寶田:地下にも客室があり、お勧めです。京都は建物の高さ制限が厳しい一方、地価も高い。事業収支を上げるために客室数を最大限に取ることを考え、大浴場のために掘った地下を広げ、客室を設けました。コーポラティブハウスの設計で地下の居住空間をよく設計していたので、僕にとってはごく自然な発想でしたが、ホテル業界では驚かれました。蓋を開けてみたら、地下の客室が一番人気。庭を眺められるし、静かだし、大浴場にも近いし。

「京都グランベルホテル」の地下に位置する客室の例(写真:Nacasa & Partners)

「京都グランベルホテル」の地下に位置する客室の例(写真:Nacasa & Partners)
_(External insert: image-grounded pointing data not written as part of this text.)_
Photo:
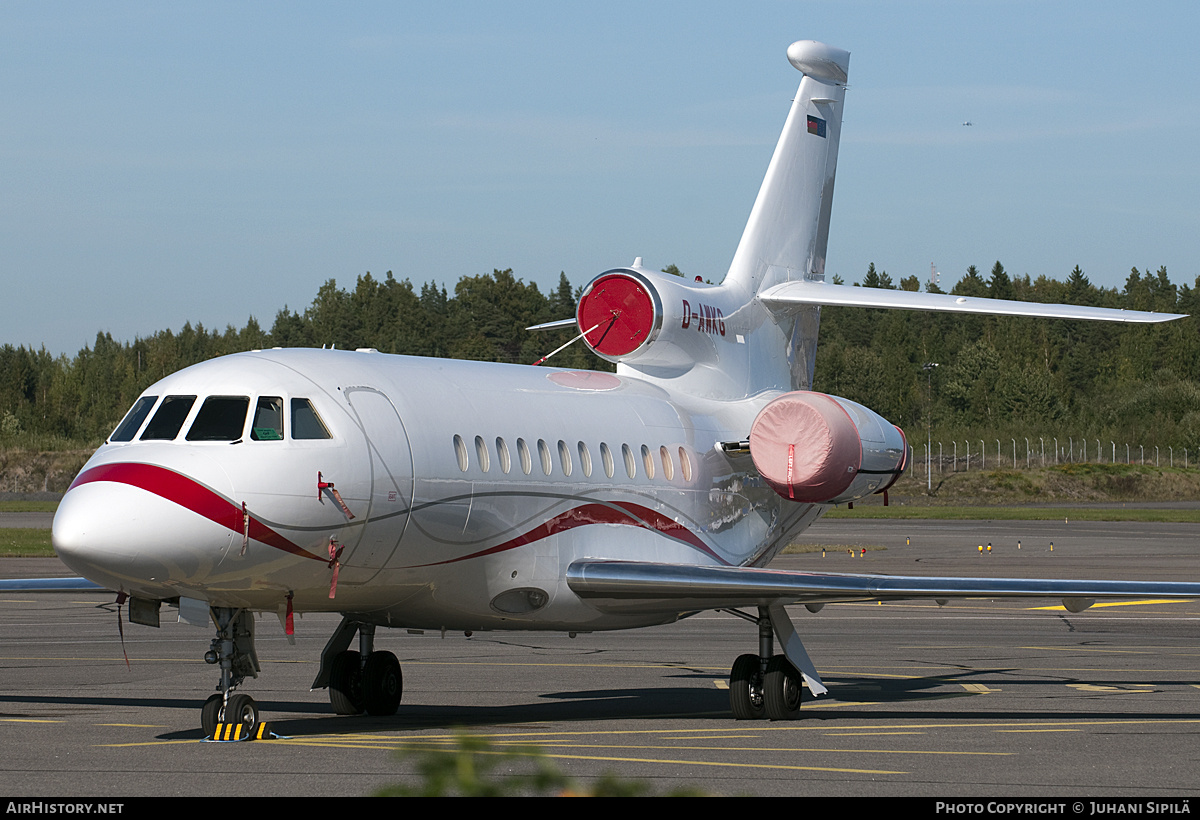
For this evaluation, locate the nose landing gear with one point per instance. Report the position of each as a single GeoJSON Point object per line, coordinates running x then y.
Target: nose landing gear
{"type": "Point", "coordinates": [233, 648]}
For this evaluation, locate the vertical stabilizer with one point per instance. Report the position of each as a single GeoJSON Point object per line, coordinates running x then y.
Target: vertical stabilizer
{"type": "Point", "coordinates": [789, 228]}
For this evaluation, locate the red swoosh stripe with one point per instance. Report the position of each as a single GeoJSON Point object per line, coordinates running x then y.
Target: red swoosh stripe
{"type": "Point", "coordinates": [628, 514]}
{"type": "Point", "coordinates": [191, 495]}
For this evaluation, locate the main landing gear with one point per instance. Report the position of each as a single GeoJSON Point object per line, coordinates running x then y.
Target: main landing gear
{"type": "Point", "coordinates": [364, 681]}
{"type": "Point", "coordinates": [768, 684]}
{"type": "Point", "coordinates": [233, 648]}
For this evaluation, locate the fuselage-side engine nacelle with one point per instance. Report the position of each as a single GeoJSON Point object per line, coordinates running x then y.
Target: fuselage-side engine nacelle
{"type": "Point", "coordinates": [649, 321]}
{"type": "Point", "coordinates": [822, 449]}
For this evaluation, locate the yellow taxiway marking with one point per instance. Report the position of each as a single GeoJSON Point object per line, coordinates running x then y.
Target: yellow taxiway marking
{"type": "Point", "coordinates": [1123, 689]}
{"type": "Point", "coordinates": [365, 741]}
{"type": "Point", "coordinates": [1060, 608]}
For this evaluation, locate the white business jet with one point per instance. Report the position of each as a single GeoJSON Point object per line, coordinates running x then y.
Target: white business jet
{"type": "Point", "coordinates": [430, 494]}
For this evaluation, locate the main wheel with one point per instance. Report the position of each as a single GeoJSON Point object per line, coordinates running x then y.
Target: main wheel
{"type": "Point", "coordinates": [346, 682]}
{"type": "Point", "coordinates": [383, 684]}
{"type": "Point", "coordinates": [783, 689]}
{"type": "Point", "coordinates": [241, 708]}
{"type": "Point", "coordinates": [210, 714]}
{"type": "Point", "coordinates": [745, 688]}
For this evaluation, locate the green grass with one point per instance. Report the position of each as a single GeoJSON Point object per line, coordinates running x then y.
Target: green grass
{"type": "Point", "coordinates": [25, 543]}
{"type": "Point", "coordinates": [29, 506]}
{"type": "Point", "coordinates": [1017, 514]}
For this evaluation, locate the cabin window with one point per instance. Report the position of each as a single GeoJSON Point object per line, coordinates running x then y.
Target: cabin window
{"type": "Point", "coordinates": [481, 453]}
{"type": "Point", "coordinates": [502, 454]}
{"type": "Point", "coordinates": [684, 465]}
{"type": "Point", "coordinates": [129, 426]}
{"type": "Point", "coordinates": [606, 458]}
{"type": "Point", "coordinates": [305, 422]}
{"type": "Point", "coordinates": [564, 456]}
{"type": "Point", "coordinates": [460, 450]}
{"type": "Point", "coordinates": [667, 466]}
{"type": "Point", "coordinates": [221, 419]}
{"type": "Point", "coordinates": [268, 424]}
{"type": "Point", "coordinates": [169, 419]}
{"type": "Point", "coordinates": [523, 454]}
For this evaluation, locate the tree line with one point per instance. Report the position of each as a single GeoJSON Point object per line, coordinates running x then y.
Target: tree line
{"type": "Point", "coordinates": [994, 376]}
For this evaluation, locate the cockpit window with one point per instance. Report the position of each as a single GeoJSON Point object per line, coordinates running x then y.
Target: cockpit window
{"type": "Point", "coordinates": [268, 420]}
{"type": "Point", "coordinates": [166, 423]}
{"type": "Point", "coordinates": [305, 422]}
{"type": "Point", "coordinates": [221, 419]}
{"type": "Point", "coordinates": [129, 426]}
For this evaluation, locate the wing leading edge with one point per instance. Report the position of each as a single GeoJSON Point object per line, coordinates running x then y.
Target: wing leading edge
{"type": "Point", "coordinates": [633, 586]}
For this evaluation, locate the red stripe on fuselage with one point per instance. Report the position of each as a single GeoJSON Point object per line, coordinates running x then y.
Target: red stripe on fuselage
{"type": "Point", "coordinates": [191, 495]}
{"type": "Point", "coordinates": [622, 513]}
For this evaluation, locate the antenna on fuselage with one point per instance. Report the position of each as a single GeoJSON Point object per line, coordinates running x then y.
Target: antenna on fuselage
{"type": "Point", "coordinates": [559, 349]}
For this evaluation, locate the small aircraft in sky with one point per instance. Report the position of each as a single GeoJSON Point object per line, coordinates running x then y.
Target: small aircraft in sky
{"type": "Point", "coordinates": [448, 495]}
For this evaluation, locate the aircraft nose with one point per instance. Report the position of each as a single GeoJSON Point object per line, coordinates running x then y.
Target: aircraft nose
{"type": "Point", "coordinates": [123, 526]}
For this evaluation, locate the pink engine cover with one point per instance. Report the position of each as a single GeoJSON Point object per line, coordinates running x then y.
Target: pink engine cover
{"type": "Point", "coordinates": [807, 447]}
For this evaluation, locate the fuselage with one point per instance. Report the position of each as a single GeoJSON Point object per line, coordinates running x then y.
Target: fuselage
{"type": "Point", "coordinates": [468, 489]}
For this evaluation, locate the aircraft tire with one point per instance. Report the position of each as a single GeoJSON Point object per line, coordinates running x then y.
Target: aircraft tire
{"type": "Point", "coordinates": [346, 683]}
{"type": "Point", "coordinates": [383, 683]}
{"type": "Point", "coordinates": [783, 689]}
{"type": "Point", "coordinates": [745, 688]}
{"type": "Point", "coordinates": [210, 714]}
{"type": "Point", "coordinates": [243, 708]}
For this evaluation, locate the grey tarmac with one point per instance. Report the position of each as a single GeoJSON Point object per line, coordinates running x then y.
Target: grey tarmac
{"type": "Point", "coordinates": [973, 699]}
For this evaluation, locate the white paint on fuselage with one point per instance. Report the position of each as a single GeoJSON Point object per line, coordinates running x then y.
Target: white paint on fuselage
{"type": "Point", "coordinates": [431, 545]}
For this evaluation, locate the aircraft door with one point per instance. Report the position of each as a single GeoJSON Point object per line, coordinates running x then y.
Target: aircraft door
{"type": "Point", "coordinates": [391, 477]}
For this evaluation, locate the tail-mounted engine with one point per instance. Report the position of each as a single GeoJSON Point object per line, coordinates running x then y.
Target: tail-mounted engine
{"type": "Point", "coordinates": [822, 449]}
{"type": "Point", "coordinates": [647, 319]}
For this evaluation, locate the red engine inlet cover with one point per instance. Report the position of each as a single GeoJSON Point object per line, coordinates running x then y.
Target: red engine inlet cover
{"type": "Point", "coordinates": [805, 447]}
{"type": "Point", "coordinates": [618, 313]}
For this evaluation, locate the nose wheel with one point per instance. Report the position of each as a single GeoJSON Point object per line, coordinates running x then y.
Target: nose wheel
{"type": "Point", "coordinates": [233, 650]}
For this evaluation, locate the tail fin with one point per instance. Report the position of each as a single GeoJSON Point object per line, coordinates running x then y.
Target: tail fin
{"type": "Point", "coordinates": [789, 228]}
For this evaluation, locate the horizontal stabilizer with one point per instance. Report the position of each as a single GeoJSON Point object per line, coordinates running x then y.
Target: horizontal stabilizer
{"type": "Point", "coordinates": [630, 586]}
{"type": "Point", "coordinates": [793, 294]}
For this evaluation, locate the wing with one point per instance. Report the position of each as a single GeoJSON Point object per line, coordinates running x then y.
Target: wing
{"type": "Point", "coordinates": [791, 294]}
{"type": "Point", "coordinates": [630, 586]}
{"type": "Point", "coordinates": [49, 585]}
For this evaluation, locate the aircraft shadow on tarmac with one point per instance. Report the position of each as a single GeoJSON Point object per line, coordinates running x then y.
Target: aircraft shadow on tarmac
{"type": "Point", "coordinates": [671, 702]}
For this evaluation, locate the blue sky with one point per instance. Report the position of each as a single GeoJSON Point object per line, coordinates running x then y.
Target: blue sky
{"type": "Point", "coordinates": [163, 162]}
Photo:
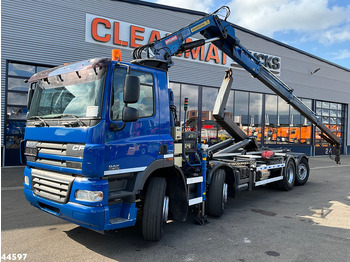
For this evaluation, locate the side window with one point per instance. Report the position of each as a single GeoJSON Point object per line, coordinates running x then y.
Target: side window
{"type": "Point", "coordinates": [145, 105]}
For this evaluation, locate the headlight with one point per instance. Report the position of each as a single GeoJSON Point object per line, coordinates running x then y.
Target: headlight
{"type": "Point", "coordinates": [26, 180]}
{"type": "Point", "coordinates": [90, 196]}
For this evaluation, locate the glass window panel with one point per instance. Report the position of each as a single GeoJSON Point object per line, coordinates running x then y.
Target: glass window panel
{"type": "Point", "coordinates": [15, 69]}
{"type": "Point", "coordinates": [17, 84]}
{"type": "Point", "coordinates": [325, 104]}
{"type": "Point", "coordinates": [17, 112]}
{"type": "Point", "coordinates": [333, 106]}
{"type": "Point", "coordinates": [41, 68]}
{"type": "Point", "coordinates": [333, 113]}
{"type": "Point", "coordinates": [145, 105]}
{"type": "Point", "coordinates": [325, 112]}
{"type": "Point", "coordinates": [16, 98]}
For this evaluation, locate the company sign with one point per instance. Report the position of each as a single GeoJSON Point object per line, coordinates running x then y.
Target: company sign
{"type": "Point", "coordinates": [115, 33]}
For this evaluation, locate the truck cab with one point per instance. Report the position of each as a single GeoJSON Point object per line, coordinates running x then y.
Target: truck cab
{"type": "Point", "coordinates": [97, 130]}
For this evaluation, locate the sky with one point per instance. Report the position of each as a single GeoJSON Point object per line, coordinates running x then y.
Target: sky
{"type": "Point", "coordinates": [319, 27]}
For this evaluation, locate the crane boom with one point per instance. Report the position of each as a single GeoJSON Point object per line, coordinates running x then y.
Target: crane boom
{"type": "Point", "coordinates": [222, 34]}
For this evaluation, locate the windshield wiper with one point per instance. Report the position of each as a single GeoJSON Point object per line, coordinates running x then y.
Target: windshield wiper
{"type": "Point", "coordinates": [81, 123]}
{"type": "Point", "coordinates": [42, 123]}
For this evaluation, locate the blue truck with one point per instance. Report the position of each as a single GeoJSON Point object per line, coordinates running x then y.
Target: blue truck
{"type": "Point", "coordinates": [103, 147]}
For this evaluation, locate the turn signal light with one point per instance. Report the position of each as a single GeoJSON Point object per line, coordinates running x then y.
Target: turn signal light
{"type": "Point", "coordinates": [116, 55]}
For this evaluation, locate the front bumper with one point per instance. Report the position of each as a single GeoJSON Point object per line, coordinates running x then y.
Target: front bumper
{"type": "Point", "coordinates": [95, 216]}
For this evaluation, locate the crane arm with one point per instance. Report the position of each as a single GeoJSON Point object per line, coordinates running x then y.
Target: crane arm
{"type": "Point", "coordinates": [222, 34]}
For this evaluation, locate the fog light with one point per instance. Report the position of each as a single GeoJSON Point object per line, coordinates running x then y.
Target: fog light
{"type": "Point", "coordinates": [90, 196]}
{"type": "Point", "coordinates": [26, 180]}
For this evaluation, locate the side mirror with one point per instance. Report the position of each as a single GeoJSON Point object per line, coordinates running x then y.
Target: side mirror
{"type": "Point", "coordinates": [30, 96]}
{"type": "Point", "coordinates": [130, 114]}
{"type": "Point", "coordinates": [131, 89]}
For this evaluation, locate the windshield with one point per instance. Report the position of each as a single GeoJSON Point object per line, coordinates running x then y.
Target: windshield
{"type": "Point", "coordinates": [78, 94]}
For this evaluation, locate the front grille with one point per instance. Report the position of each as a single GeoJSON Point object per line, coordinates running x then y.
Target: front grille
{"type": "Point", "coordinates": [51, 185]}
{"type": "Point", "coordinates": [65, 155]}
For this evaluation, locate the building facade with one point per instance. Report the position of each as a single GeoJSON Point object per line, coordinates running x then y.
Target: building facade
{"type": "Point", "coordinates": [40, 34]}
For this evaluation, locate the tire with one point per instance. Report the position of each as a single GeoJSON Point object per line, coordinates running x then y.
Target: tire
{"type": "Point", "coordinates": [302, 172]}
{"type": "Point", "coordinates": [217, 194]}
{"type": "Point", "coordinates": [289, 174]}
{"type": "Point", "coordinates": [155, 210]}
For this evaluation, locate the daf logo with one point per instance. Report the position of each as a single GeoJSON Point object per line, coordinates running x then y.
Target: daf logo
{"type": "Point", "coordinates": [77, 148]}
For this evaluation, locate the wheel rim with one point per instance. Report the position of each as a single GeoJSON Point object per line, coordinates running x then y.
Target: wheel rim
{"type": "Point", "coordinates": [165, 209]}
{"type": "Point", "coordinates": [290, 174]}
{"type": "Point", "coordinates": [302, 171]}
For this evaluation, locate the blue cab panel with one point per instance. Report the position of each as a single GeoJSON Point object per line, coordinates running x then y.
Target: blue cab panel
{"type": "Point", "coordinates": [105, 153]}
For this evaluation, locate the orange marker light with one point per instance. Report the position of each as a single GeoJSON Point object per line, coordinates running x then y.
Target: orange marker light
{"type": "Point", "coordinates": [116, 55]}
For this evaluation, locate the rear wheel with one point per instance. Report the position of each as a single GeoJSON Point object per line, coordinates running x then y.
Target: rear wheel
{"type": "Point", "coordinates": [156, 208]}
{"type": "Point", "coordinates": [288, 180]}
{"type": "Point", "coordinates": [217, 194]}
{"type": "Point", "coordinates": [303, 172]}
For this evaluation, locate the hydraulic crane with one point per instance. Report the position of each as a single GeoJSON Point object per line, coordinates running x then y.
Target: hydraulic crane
{"type": "Point", "coordinates": [221, 33]}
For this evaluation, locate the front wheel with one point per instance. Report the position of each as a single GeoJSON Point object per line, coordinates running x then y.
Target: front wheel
{"type": "Point", "coordinates": [217, 194]}
{"type": "Point", "coordinates": [303, 172]}
{"type": "Point", "coordinates": [288, 180]}
{"type": "Point", "coordinates": [156, 208]}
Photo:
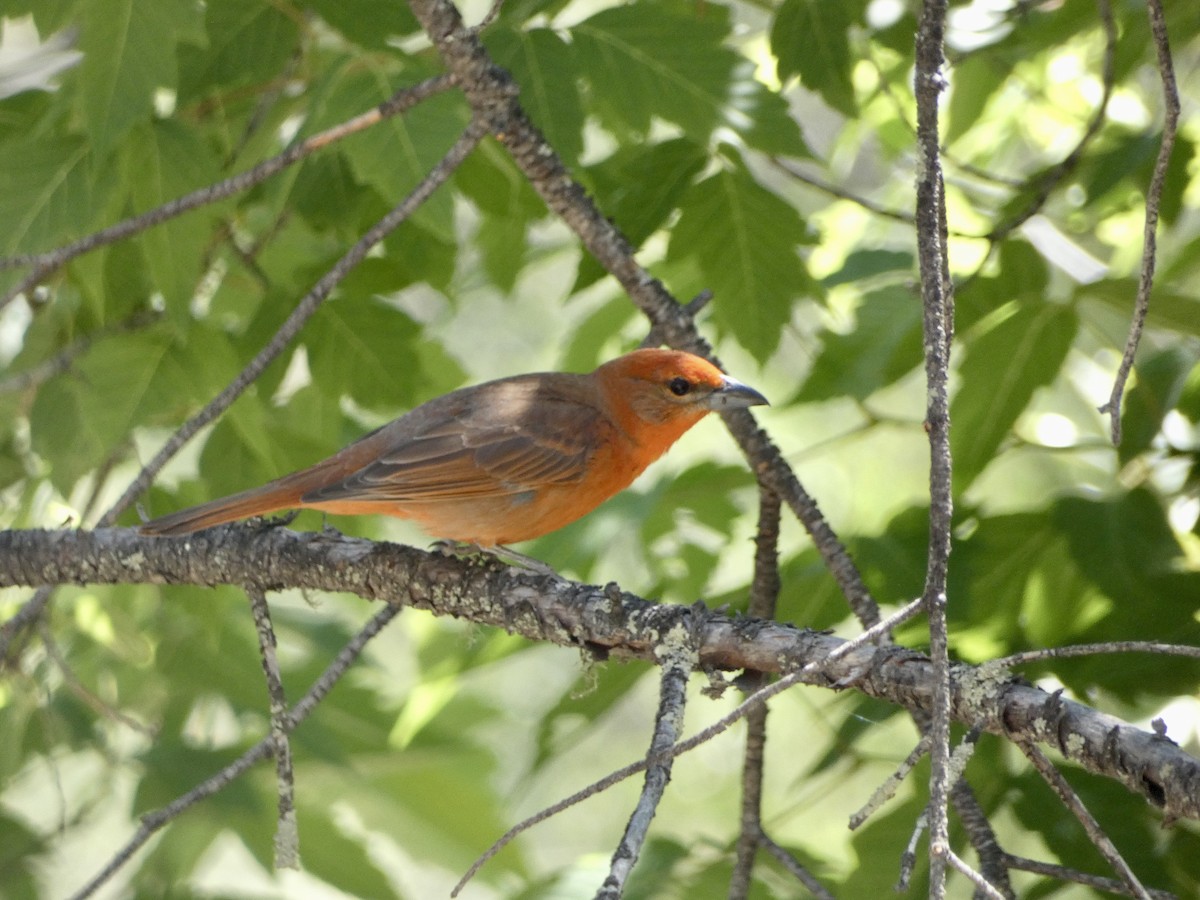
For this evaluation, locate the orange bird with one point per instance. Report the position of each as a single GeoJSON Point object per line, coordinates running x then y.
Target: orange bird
{"type": "Point", "coordinates": [505, 461]}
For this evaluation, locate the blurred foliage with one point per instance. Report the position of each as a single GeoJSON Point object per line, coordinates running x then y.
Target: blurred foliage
{"type": "Point", "coordinates": [687, 121]}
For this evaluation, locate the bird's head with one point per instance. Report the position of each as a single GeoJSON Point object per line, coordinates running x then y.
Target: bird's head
{"type": "Point", "coordinates": [665, 388]}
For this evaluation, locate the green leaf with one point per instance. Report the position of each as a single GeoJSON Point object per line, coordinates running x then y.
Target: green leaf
{"type": "Point", "coordinates": [249, 42]}
{"type": "Point", "coordinates": [810, 39]}
{"type": "Point", "coordinates": [330, 855]}
{"type": "Point", "coordinates": [1005, 365]}
{"type": "Point", "coordinates": [376, 337]}
{"type": "Point", "coordinates": [72, 431]}
{"type": "Point", "coordinates": [166, 161]}
{"type": "Point", "coordinates": [645, 63]}
{"type": "Point", "coordinates": [369, 23]}
{"type": "Point", "coordinates": [744, 240]}
{"type": "Point", "coordinates": [1161, 382]}
{"type": "Point", "coordinates": [1175, 309]}
{"type": "Point", "coordinates": [129, 53]}
{"type": "Point", "coordinates": [883, 346]}
{"type": "Point", "coordinates": [395, 154]}
{"type": "Point", "coordinates": [48, 193]}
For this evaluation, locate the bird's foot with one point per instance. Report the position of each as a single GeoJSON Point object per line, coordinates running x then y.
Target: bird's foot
{"type": "Point", "coordinates": [497, 551]}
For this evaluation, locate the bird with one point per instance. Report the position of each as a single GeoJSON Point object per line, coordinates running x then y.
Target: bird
{"type": "Point", "coordinates": [504, 461]}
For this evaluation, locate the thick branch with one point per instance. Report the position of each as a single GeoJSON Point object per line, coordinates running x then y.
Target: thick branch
{"type": "Point", "coordinates": [545, 607]}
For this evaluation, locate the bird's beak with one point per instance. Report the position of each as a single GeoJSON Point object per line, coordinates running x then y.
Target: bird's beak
{"type": "Point", "coordinates": [735, 395]}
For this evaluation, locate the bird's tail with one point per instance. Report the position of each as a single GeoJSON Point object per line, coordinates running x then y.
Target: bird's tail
{"type": "Point", "coordinates": [274, 497]}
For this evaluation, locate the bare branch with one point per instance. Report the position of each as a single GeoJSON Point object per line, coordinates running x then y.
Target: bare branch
{"type": "Point", "coordinates": [1153, 199]}
{"type": "Point", "coordinates": [1049, 180]}
{"type": "Point", "coordinates": [54, 259]}
{"type": "Point", "coordinates": [677, 657]}
{"type": "Point", "coordinates": [939, 330]}
{"type": "Point", "coordinates": [155, 821]}
{"type": "Point", "coordinates": [983, 887]}
{"type": "Point", "coordinates": [1061, 873]}
{"type": "Point", "coordinates": [1095, 832]}
{"type": "Point", "coordinates": [287, 837]}
{"type": "Point", "coordinates": [763, 595]}
{"type": "Point", "coordinates": [798, 871]}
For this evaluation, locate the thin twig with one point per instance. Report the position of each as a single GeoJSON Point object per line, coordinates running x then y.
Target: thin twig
{"type": "Point", "coordinates": [760, 696]}
{"type": "Point", "coordinates": [678, 658]}
{"type": "Point", "coordinates": [763, 595]}
{"type": "Point", "coordinates": [983, 887]}
{"type": "Point", "coordinates": [287, 835]}
{"type": "Point", "coordinates": [61, 361]}
{"type": "Point", "coordinates": [1095, 832]}
{"type": "Point", "coordinates": [1150, 229]}
{"type": "Point", "coordinates": [1048, 181]}
{"type": "Point", "coordinates": [1096, 649]}
{"type": "Point", "coordinates": [51, 261]}
{"type": "Point", "coordinates": [793, 867]}
{"type": "Point", "coordinates": [937, 316]}
{"type": "Point", "coordinates": [153, 822]}
{"type": "Point", "coordinates": [887, 790]}
{"type": "Point", "coordinates": [1053, 870]}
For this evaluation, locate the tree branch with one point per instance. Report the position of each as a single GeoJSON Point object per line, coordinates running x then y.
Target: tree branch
{"type": "Point", "coordinates": [546, 607]}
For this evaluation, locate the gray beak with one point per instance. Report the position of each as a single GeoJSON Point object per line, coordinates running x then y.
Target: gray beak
{"type": "Point", "coordinates": [735, 395]}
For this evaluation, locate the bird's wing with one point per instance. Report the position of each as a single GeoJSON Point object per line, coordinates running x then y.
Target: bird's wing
{"type": "Point", "coordinates": [479, 450]}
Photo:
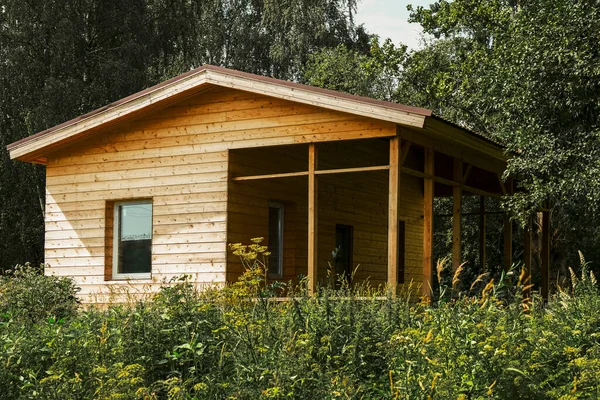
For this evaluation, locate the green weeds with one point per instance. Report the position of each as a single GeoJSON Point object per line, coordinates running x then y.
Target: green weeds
{"type": "Point", "coordinates": [481, 341]}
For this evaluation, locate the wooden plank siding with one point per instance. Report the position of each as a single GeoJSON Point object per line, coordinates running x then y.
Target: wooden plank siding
{"type": "Point", "coordinates": [179, 158]}
{"type": "Point", "coordinates": [358, 199]}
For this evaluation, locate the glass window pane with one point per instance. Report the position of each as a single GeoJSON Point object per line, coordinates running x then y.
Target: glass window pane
{"type": "Point", "coordinates": [276, 240]}
{"type": "Point", "coordinates": [135, 238]}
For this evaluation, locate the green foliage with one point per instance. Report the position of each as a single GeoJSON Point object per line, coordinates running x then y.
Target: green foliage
{"type": "Point", "coordinates": [373, 74]}
{"type": "Point", "coordinates": [30, 297]}
{"type": "Point", "coordinates": [61, 59]}
{"type": "Point", "coordinates": [481, 342]}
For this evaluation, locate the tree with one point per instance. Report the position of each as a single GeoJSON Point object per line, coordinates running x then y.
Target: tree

― ホテルのデザインを手がけるようになったきっかけは何でしたか?

寶田:UDSに勤めているときに担当を任されたのが始まりです。「他とは違うホテルをつくりたい」というのが1号店の「渋谷グランベルホテル」で受けたクライアントからの唯一のオーダーで、ホテルの新しいあり方を企画段階から考えました。

今でこそ日本にも個性的なホテルが増えましたが、プロジェクトが始まった2002〜03年当時はほとんどなく、どこに行っても同じようなホテルばかり。そこで、その場所に応じたデザインにし、宿泊客に場所の雰囲気を感じてもらえるように、「その街のスタイルホテル」というコンセプトを打ち立てたんです。渋谷につくるなら、渋谷らしさをテーマにしようと。

― 何をもって渋谷らしさと?

寶田:渋谷は日本の文化の発信地。宿泊客のターゲットを20〜30代に定め、ミニマル、ポップ、アーティスティックという三つのキーワードを軸に、ホテル内のあらゆる部分でそれらを体感できるデザインを追求しました。

リニューアル前の「渋谷グランベルホテル」の客室の例。UDS在籍時に設計した。同ホテルは2015年にリニューアルし、その改修設計も寶田さんが手がけた(写真:Nacasa & Partners)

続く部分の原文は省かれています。